FocalComm: Hard Instance-Aware Multi-Agent Perception

Abstract

Multi-agent collaborative perception (CP) is a promising paradigm for improving autonomous driving safety, particularly for vulnerable road users like pedestrians, via robust 3D perception. However, existing CP approaches often optimize for vehicle detection performance metrics, underperforming on smaller, safety-critical objects such as pedestrians, where detection failures can be catastrophic. Furthermore, previous CP methods rely on full feature exchange rather than communicating only salient features that help reduce false negatives. To this end, we present FocalComm, a novel collaborative perception framework that focuses on exchanging hard-instance-oriented features among connected collaborative agents.
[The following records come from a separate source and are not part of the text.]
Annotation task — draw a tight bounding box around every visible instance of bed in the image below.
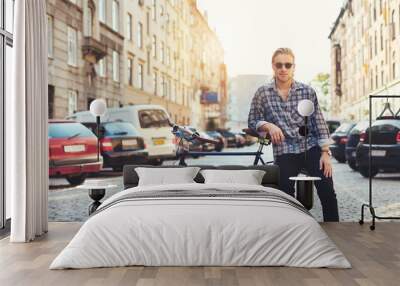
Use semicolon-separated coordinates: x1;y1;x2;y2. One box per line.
50;165;351;269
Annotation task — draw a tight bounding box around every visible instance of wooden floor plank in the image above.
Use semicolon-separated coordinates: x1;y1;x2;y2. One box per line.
0;222;400;286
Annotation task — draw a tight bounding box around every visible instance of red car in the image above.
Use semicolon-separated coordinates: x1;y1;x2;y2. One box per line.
49;120;103;185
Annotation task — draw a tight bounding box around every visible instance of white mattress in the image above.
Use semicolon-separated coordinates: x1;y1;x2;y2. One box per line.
50;183;351;269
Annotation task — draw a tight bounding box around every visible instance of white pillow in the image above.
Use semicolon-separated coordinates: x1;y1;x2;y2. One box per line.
135;167;200;186
200;170;265;185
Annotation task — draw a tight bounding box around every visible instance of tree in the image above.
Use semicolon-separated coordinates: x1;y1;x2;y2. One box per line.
310;73;331;113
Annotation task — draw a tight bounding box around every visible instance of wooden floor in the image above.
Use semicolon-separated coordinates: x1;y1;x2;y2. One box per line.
0;222;400;286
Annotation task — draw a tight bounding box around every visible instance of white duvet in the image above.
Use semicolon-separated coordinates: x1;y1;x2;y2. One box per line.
50;183;351;269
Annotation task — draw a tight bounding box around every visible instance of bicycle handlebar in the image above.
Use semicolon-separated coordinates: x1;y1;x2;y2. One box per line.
168;122;220;145
242;128;271;139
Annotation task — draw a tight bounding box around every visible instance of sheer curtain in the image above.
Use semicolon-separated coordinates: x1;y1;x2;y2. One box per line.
6;0;48;242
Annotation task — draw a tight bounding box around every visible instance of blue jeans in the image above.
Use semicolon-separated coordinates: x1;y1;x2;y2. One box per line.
275;146;339;221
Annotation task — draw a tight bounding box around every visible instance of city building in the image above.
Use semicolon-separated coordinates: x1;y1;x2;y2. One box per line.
226;74;272;130
329;0;400;120
47;0;227;128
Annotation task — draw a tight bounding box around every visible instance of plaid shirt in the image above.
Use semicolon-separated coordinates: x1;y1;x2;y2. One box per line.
248;80;331;158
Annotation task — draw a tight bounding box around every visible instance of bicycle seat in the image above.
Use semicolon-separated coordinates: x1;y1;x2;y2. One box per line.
242;128;270;139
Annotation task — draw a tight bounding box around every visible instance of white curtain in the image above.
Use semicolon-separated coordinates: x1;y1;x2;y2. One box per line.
6;0;49;242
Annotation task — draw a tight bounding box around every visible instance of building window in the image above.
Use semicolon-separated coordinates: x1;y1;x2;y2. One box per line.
113;51;119;82
390;10;396;40
96;58;106;77
146;12;150;35
153;71;158;95
137;22;143;49
112;0;119;32
151;0;157;21
67;26;78;66
84;7;93;37
161;74;167;97
128;58;133;86
160;42;165;64
167;47;171;66
137;64;143;90
99;0;106;23
126;13;132;41
47;15;54;58
68;90;78;115
0;0;14;231
47;85;54;119
151;36;157;59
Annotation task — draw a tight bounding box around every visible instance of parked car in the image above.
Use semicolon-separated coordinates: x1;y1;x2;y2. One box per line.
217;129;237;147
345;121;369;171
199;131;215;152
206;131;227;152
329;122;355;163
82;121;149;171
356;117;400;177
68;104;176;165
48;120;103;185
325;119;341;134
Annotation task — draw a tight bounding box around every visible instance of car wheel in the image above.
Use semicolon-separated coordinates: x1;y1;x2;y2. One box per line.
347;160;358;171
65;174;87;186
358;167;379;178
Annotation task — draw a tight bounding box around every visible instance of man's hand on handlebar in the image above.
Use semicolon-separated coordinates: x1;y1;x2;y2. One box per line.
169;121;219;145
258;123;285;144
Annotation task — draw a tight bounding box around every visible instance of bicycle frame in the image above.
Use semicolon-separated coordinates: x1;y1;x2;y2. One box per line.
177;138;272;166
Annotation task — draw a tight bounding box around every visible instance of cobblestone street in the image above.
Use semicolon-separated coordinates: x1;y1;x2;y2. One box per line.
49;145;400;221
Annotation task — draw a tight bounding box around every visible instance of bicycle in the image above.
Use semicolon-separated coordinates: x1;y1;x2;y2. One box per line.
169;122;273;166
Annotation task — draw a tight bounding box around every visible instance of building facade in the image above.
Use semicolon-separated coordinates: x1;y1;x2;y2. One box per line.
226;74;272;130
329;0;400;120
47;0;227;128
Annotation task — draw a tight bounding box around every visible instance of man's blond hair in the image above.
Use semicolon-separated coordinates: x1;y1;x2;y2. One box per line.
272;48;294;62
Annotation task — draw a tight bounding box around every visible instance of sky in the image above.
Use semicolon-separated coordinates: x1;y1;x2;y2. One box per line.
197;0;344;83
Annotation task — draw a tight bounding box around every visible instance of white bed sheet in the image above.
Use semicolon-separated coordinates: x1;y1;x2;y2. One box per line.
50;183;351;269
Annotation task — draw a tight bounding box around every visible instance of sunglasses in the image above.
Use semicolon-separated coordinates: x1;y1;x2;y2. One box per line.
275;63;293;70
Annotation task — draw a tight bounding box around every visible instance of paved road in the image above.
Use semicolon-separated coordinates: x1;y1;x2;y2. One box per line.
49;146;400;221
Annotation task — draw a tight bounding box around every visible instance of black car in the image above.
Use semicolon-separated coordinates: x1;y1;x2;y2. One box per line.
329;122;355;163
325;119;340;134
206;131;226;152
82;121;148;171
356;117;400;177
345;121;369;171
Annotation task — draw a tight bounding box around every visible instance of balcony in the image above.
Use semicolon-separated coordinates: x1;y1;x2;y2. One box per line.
82;37;107;64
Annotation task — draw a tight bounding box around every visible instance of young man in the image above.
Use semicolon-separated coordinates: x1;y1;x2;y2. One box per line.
248;48;339;221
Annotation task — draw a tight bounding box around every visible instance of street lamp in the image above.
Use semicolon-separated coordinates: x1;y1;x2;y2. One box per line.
297;99;314;166
289;99;321;210
90;99;107;161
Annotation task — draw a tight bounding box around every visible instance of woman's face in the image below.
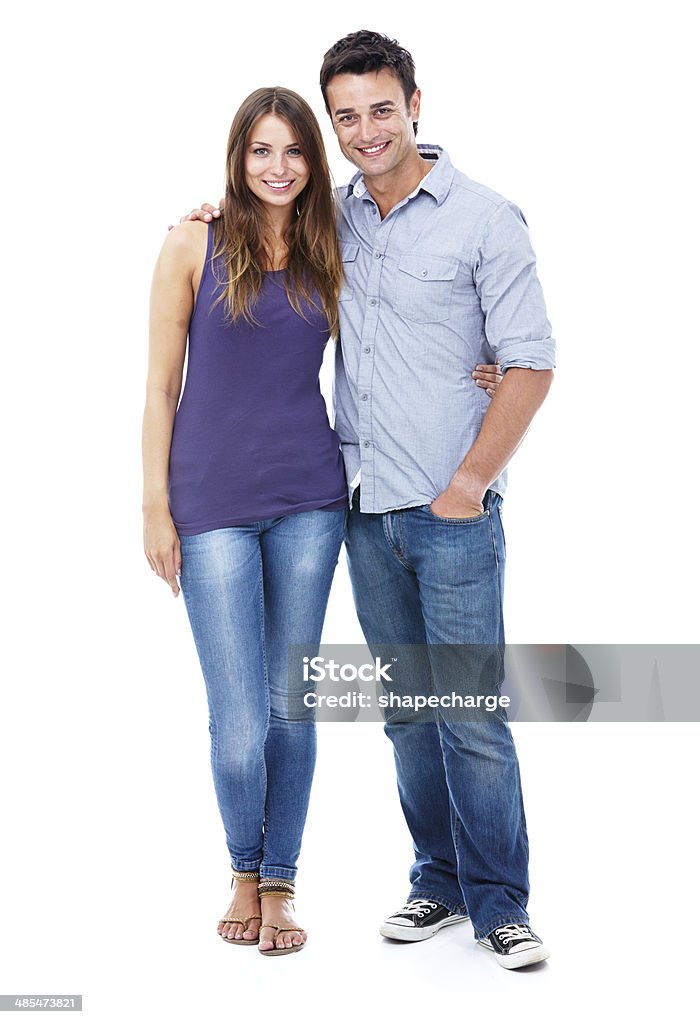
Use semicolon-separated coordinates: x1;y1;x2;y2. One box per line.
245;114;310;208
FocalComm consists of two key novel designs: (1) a learnable progressive hard instance mining (HIM) module to extract hard instance-oriented features per agent, and (2) a query-based feature-level (intermediate) fusion technique that dynamically weights these identified features during collaboration. We show that FocalComm outperforms state-of-the-art collaborative perception methods on two challenging real-world datasets (V2X-Real and DAIR-V2X) across both vehicle-centric and infrastructure-centric collaborative setups. FocalComm also shows a strong performance gain in pedestrian detection in V2X-Real.